All the people who lived
on hills said thank god
we live on hills, and all
the people who lived far
from the woods said thank
god we live far from the woods,
though by then no one really
believed in god anyway.
When the pools of water
in the peoples’ basements
stilled, wintered, it got very quiet
for a while. During blackouts
everyone turned toward
the windows to make sure
they weren’t the only ones.
Some people made love
with their eyes open under
the light the wide sky offered.
No one mowed their lawns
anymore. The vines grew
green to red to crumbling away
toward Ram Island. A bird
had died in a nest in the tallest
leafless tree, and when the wind
blew, feathers fell down
in their own time and the people
tried to catch them in their hands.
On the last day of winter,
everyone had gone to sleep
early. A little warmer, little
lamplight, trails of smoke
from coals, a street light
flickered and then went out.
It would just be the two of you.
Leaning over the edge
of someone’s small boat,
tied loosely to the dock. Eyes
rocking toward and away from
their reflections in the black water.
When you see someone
upside down you see
their throat. The way
they swallow, the way
their pulse flickers
through thin skin.
And when the wind blew,
the whole thing
ever so slightly swayed,
the boat and your bodies
draped on its frame.
Hold Still
BY ISABELLE EDGAR
An albatross can fly into the wind without flapping its wings for six years
but planes must deconstruct the bodies of birds to learn how to fly.
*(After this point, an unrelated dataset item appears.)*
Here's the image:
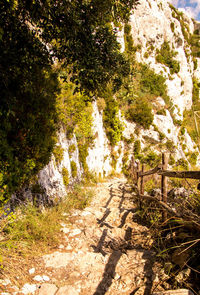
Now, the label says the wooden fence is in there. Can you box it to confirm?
[136,153,200,222]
To muscle through it. Staple papers to telephone poles, build dams,
and keep lights on through the night. We live on a coast, by a cranberry bog.
Early September mornings the fruit floats to the surface, slips off the submerged vine,
and into a palm. Puddles appear in the same grooved places each time it rains
and hurricanes unravel to a thread: a higher tide, a warmer breeze, an undecided current,
and your hand on the small of my back while we walk to the shore.
There used to be shade here, before the pitch pine’s canopy grew too wide
to hold still, acted as a sail and uprooted itself, the trunk, slick with algae,
now stretched from the high tide line to the sandbar like a tongue. Here, the land bends
around the water, the way the bone beneath your eyebrow curves into your nose
and harbors your eye, the water deep green. We undress and dive in, avoiding a wake.
To slip beneath the water like glass in the arm of the land.
It’s hard to catch a moth without killing it. It’s hard to get a splinter out on the first try.
To know your wingspan. To recognize your breath in a crowd.
I want to know the shape of your scalp when, each morning,
you rake your fingers through it, before opening your eyes.